House Intelligence Committee Chairman Adam Schiff said Sunday he is not going to stop insisting there is evidence of collusion between President Trump and Russia.

“What I have been saying all along is that the evidence that I’m concerned about is in plain sight. And I have used those words probably 100 times,” the California Democrat said on CNN’s “State of the Union.”

“If the fact that the president called on the Russians to hack Hillary [Clinton]’s emails, if the fact that Don [Trump] Jr. said he would love to get the Russians’ help — all of this is in plain sight — if the Republicans think that’s perfectly fine because it doesn’t amount to the crime of conspiracy, then we are going to part company,” he added. “And I’m not going to stop making the point that we should hold our president, our campaigns, our elected officials to a higher standard than mere criminality.”

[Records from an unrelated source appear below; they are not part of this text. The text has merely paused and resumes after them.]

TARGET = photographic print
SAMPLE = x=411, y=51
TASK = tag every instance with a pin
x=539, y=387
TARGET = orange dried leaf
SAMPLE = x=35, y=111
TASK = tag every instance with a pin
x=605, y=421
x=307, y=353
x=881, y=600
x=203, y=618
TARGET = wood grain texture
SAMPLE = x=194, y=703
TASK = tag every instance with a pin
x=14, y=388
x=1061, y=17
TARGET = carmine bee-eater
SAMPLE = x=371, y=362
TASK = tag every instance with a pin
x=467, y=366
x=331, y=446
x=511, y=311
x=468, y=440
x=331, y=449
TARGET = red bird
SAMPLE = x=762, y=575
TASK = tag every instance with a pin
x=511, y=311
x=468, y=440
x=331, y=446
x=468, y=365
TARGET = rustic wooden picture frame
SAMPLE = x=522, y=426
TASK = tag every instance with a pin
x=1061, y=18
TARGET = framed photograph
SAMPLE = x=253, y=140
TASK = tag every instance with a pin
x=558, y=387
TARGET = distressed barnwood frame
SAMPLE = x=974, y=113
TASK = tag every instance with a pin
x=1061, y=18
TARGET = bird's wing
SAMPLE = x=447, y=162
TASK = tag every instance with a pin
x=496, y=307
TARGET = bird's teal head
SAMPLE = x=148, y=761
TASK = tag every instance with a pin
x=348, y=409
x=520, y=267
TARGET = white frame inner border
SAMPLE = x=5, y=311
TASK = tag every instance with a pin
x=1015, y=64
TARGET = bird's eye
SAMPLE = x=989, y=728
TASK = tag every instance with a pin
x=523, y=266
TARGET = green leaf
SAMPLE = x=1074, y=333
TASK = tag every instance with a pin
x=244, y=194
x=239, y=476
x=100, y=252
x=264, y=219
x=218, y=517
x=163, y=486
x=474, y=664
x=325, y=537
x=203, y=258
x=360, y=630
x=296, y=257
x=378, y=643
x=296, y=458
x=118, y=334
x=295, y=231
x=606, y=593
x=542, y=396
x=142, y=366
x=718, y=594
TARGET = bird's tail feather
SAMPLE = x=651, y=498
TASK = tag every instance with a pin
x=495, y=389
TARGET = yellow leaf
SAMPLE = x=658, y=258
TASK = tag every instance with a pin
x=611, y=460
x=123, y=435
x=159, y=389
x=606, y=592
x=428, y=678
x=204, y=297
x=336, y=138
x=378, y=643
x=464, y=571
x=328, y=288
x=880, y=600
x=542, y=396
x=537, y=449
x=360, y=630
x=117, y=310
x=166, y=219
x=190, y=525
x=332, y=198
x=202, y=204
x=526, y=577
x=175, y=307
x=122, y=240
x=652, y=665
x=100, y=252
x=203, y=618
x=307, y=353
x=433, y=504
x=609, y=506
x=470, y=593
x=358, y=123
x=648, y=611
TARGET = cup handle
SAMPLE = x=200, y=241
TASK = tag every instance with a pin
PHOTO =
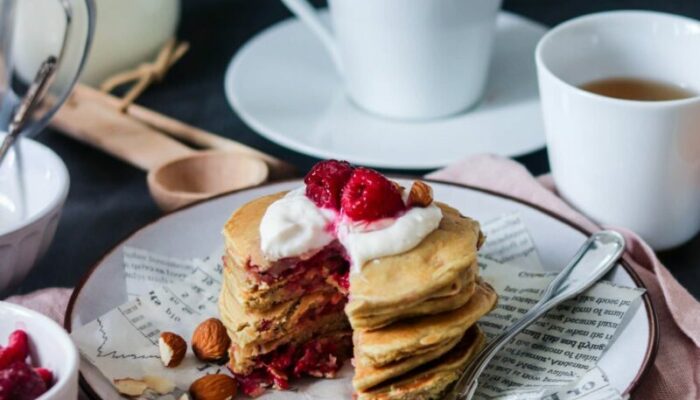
x=74, y=35
x=308, y=15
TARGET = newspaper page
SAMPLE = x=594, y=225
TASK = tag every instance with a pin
x=557, y=349
x=144, y=270
x=123, y=342
x=508, y=240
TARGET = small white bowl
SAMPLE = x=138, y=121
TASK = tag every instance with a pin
x=30, y=206
x=49, y=346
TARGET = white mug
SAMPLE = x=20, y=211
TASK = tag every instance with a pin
x=628, y=163
x=410, y=60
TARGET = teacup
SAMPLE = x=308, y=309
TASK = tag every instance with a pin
x=422, y=60
x=628, y=163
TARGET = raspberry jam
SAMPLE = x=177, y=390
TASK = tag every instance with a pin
x=305, y=273
x=317, y=357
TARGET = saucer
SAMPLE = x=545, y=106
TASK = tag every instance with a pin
x=283, y=84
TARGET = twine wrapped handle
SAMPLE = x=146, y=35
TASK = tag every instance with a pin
x=146, y=73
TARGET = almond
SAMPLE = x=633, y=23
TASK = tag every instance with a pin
x=130, y=387
x=159, y=384
x=421, y=195
x=213, y=387
x=172, y=349
x=210, y=342
x=398, y=187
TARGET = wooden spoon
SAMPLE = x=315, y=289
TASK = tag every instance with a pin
x=177, y=174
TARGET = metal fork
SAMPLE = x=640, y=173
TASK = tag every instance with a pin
x=592, y=261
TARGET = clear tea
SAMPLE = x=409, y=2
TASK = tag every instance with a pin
x=637, y=89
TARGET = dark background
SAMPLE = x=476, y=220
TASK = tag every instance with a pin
x=109, y=199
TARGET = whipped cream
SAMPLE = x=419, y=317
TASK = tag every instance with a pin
x=294, y=227
x=365, y=242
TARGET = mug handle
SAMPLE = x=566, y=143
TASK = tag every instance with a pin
x=308, y=15
x=72, y=9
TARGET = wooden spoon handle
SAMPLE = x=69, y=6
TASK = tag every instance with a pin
x=188, y=133
x=106, y=128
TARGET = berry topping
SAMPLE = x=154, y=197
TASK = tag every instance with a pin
x=369, y=196
x=20, y=382
x=325, y=182
x=17, y=348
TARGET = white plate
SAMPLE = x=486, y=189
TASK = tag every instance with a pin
x=195, y=232
x=283, y=85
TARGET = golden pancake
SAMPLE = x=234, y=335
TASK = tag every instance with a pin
x=247, y=327
x=242, y=232
x=403, y=281
x=449, y=299
x=260, y=296
x=430, y=381
x=243, y=359
x=413, y=337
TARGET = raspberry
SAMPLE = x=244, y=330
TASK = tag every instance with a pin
x=325, y=182
x=45, y=374
x=369, y=196
x=19, y=382
x=17, y=348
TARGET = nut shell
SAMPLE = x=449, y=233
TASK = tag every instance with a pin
x=210, y=342
x=421, y=195
x=130, y=387
x=172, y=349
x=214, y=387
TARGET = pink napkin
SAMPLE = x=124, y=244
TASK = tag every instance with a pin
x=676, y=370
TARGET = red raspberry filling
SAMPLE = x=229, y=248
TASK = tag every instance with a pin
x=317, y=357
x=302, y=276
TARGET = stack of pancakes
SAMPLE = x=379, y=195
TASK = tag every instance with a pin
x=412, y=316
x=266, y=305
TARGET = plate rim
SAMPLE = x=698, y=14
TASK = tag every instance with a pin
x=652, y=343
x=304, y=148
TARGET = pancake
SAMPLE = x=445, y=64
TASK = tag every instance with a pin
x=456, y=295
x=430, y=381
x=252, y=328
x=242, y=232
x=417, y=336
x=393, y=284
x=255, y=295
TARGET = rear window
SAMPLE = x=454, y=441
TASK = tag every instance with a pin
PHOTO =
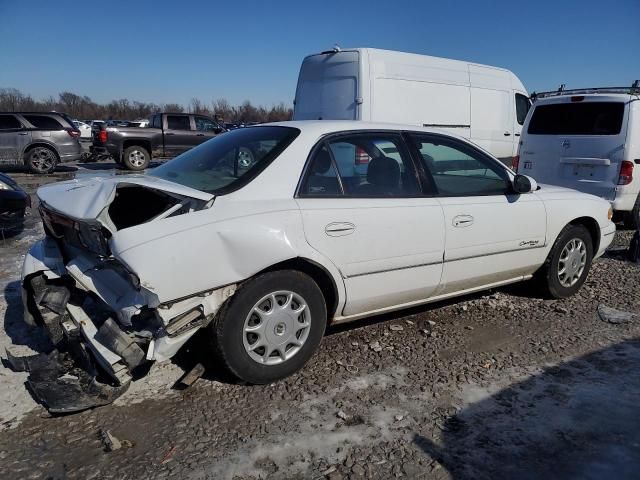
x=594, y=118
x=44, y=122
x=9, y=122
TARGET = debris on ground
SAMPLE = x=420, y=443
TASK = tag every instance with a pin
x=612, y=315
x=110, y=442
x=190, y=378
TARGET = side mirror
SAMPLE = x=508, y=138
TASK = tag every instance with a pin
x=524, y=184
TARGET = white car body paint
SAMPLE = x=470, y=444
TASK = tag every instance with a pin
x=402, y=252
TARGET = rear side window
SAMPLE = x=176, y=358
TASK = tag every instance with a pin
x=590, y=118
x=9, y=122
x=362, y=165
x=44, y=122
x=522, y=108
x=178, y=122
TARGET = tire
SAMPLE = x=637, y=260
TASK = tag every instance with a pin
x=562, y=285
x=632, y=218
x=41, y=160
x=239, y=329
x=136, y=158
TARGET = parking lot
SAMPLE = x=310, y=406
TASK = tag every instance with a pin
x=497, y=385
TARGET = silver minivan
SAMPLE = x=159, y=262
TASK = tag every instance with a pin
x=588, y=140
x=38, y=140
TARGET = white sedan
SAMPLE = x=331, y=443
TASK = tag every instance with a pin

Schiff’s insistence on there being collusion has become a flash point between Democrats and Republicans, particularly after special counsel Robert Mueller submitted his final report last month. Mueller did not establish that there was conspiracy between the Trump campaign and the Kremlin, according to a summary from Attorney General William Barr.

In a tremendous move to display their frustration, all of the House Intelligence Committee Republicans called on Schiff to resign as chairman last month because they had “no faith” in his leadership given his repeated assertion there was “more than circumstantial evidence” that Trump colluded with Russia.

Schiff, who has the backing of House Speaker Nancy Pelosi, D-Calif., attributed this partisan divide to blind loyalty to Trump.

“Look, I think there is a different standard here between the Republicans and the Democrats,” Schiff said. “The Republicans seem to think that, as long as you can’t prove it’s a crime, then all is fair love and war, that it’s all OK, what the Trump administration, the Trump campaign does.”

Schiff has called for Mueller’s roughly 400-page report to be released to Congress with no redactions.